Few dates could be more appropriate to unspool another cast of devolved tough guys with the collective maturity of a fraternity. Fans like to crow about MMA athletes being more educated than their boxing counterparts, the latter of whom frequently fight their way out of lower class or literal imprisonment with minimal book learnin’. And for the most part, that’s true. But you’d never know it by watching this series, which resembles a MENSA meeting only if there’s something enlightening about peeing in someone’s lunch that escapes my understanding.
I’ll watch, of course. It’s ultimate hypocrisy, and I’ll cop to it. If nothing else, the show -- which locks 16 men in a house with minimal distraction, not unlike some kind of sadistic ‘60s psychology experiment -- has proven itself to be a solid platform for discovering new talent. (Alums Rashad Evans, Michael Bisping and Forrest Griffin overcame early derision at being reality TV bums and went on to impressive UFC records.) And it’s only gotten tougher with age, making demands that fighters enter the house with pro records and/or win a bout before even stepping foot inside.

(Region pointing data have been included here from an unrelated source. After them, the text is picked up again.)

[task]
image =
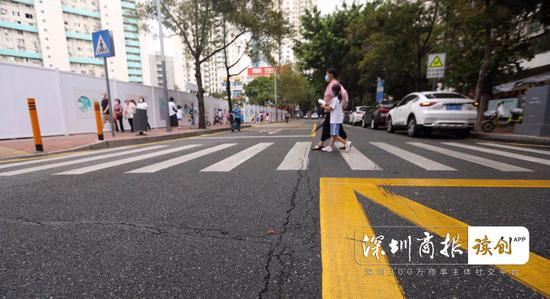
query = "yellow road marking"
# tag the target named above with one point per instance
(535, 274)
(341, 215)
(41, 157)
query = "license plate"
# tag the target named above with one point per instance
(454, 106)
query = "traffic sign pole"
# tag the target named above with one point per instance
(163, 68)
(109, 96)
(104, 47)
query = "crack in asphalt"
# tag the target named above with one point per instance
(155, 230)
(279, 251)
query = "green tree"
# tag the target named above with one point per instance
(295, 89)
(495, 38)
(260, 91)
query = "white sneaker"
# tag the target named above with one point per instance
(327, 149)
(348, 146)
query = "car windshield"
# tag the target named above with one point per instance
(444, 96)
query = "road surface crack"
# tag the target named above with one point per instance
(155, 230)
(280, 252)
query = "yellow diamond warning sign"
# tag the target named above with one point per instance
(436, 65)
(436, 62)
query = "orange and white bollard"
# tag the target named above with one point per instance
(35, 125)
(98, 121)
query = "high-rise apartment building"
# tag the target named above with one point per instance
(213, 71)
(57, 34)
(293, 10)
(155, 68)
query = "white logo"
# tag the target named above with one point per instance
(498, 245)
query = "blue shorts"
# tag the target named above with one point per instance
(334, 129)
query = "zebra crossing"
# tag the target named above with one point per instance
(296, 158)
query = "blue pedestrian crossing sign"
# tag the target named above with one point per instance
(103, 44)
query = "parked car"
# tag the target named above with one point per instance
(375, 117)
(427, 111)
(356, 116)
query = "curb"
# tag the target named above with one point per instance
(525, 139)
(124, 142)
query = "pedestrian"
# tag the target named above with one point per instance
(220, 117)
(237, 118)
(179, 115)
(130, 112)
(331, 78)
(119, 115)
(336, 119)
(172, 112)
(141, 122)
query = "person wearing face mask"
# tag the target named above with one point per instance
(331, 78)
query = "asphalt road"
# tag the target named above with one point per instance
(205, 226)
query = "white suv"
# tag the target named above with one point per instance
(426, 111)
(356, 116)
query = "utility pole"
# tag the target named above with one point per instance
(163, 67)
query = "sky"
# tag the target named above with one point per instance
(328, 6)
(325, 6)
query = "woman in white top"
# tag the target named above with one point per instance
(129, 112)
(141, 123)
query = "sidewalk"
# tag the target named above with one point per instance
(19, 148)
(511, 137)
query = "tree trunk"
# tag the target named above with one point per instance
(418, 71)
(482, 76)
(200, 94)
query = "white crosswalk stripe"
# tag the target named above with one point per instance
(523, 149)
(77, 161)
(500, 153)
(357, 161)
(470, 158)
(73, 155)
(175, 161)
(297, 158)
(237, 159)
(126, 161)
(413, 158)
(274, 132)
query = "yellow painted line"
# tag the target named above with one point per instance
(341, 214)
(46, 156)
(443, 182)
(535, 274)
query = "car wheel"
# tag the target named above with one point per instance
(412, 127)
(389, 125)
(372, 124)
(462, 133)
(487, 126)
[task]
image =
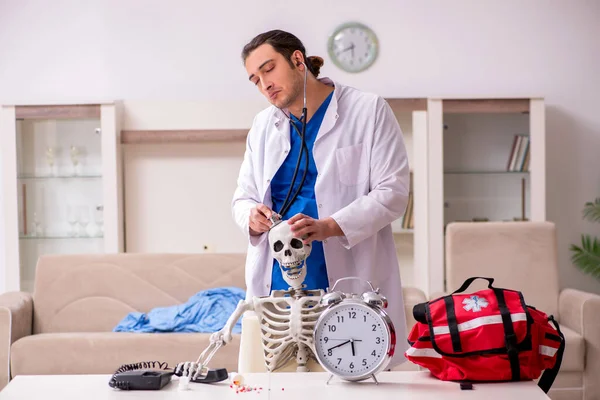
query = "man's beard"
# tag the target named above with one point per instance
(296, 92)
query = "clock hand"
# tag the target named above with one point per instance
(346, 49)
(338, 345)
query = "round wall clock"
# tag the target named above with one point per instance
(353, 47)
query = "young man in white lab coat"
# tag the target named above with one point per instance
(357, 180)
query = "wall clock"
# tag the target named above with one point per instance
(353, 47)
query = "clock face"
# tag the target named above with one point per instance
(353, 47)
(352, 340)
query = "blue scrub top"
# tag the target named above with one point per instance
(305, 203)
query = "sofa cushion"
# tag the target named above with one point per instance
(104, 352)
(574, 357)
(93, 292)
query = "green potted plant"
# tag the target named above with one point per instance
(587, 256)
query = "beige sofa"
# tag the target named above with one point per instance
(65, 327)
(523, 256)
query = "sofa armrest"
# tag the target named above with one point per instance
(580, 311)
(16, 320)
(411, 296)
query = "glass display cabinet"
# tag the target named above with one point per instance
(61, 185)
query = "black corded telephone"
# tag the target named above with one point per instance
(154, 375)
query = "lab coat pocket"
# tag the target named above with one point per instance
(352, 164)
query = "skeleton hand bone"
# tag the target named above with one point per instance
(224, 335)
(190, 369)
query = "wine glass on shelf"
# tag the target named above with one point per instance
(84, 220)
(72, 218)
(50, 159)
(75, 158)
(37, 225)
(99, 220)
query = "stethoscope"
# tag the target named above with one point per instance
(303, 151)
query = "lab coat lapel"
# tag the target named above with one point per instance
(277, 148)
(331, 115)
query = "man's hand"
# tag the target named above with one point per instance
(311, 229)
(259, 219)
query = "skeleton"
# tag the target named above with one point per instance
(287, 317)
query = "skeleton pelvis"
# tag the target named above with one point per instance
(251, 358)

Unfortunately, that substance is frequently lost in the lurid conventions of reality exploitation, a genre of entertainment that has solidified my pessimism in humanity -- a leaning first explored by the incredible success of Adam Sandler movies. With little to do between fights and training (no books or television allowed), cast mates usually turn to alcohol poisoning and throwing lawn furniture into the pool as a means of unwinding. Vomiting seems to be a bonding experience.
I haven’t seen the newest crop of episodes, but I’m fairly confident we can look forward to the following:
Fighters will need less than 90 seconds to locate the stash of alcohol in the house.
Subsequently, fighters will need less than one hour to recreate key scenes from “Caligula.”
Eighteen seasons of “The Real World” will convince one or more athletes that the most expedient way to stardom in the sport is to create an irrational, functionally psychotic persona that antagonizes both housemates and viewers. (See: Browning, Junie.)
Someone will urinate on someone else.
Someone will figure what the living room really needs is a hole in the drywall the size of a head.
Dana White will enter any room he’s in with the understanding he’s to audition for a Quentin Tarantino film.
I’m not sure what’s more troubling: that the juvenile hall antics sell the show, or that the show has yet to evolve beyond them. With several more seasons contracted, “TUF” risks a greater sin by simply becoming repetitive and stilted. Even the primal humor in “Jackass” grows stale after a few seasons. (You’ve seen one staple gun to the testicles, you’ve seen them all.)
Even more unsettling: to think that the real paradigm shift in this sport’s young history was the conceit of showing fighters one step from hurling feces at each other like monkeys -- that this perversion of sportsmanship is what it took for a mass audience to take notice of an otherwise complex and beautiful thing. MMA was apparently beyond anyone’s interest until its participants began peeing on pillows for basic cable.
Was this really the secret saving grace of combat sports? Does our culture really need actual, literal poo to fertilize a sprouting athletic event? Correct me if I’m wrong, but I don’t recall any footage of Muhammad Ali taking a dump in an opponent’s toilet tank.
There was a time when I was puffed with pride at being a spectator of this sport. Watching “The Ultimate Fighter” is something I prefer to keep to myself.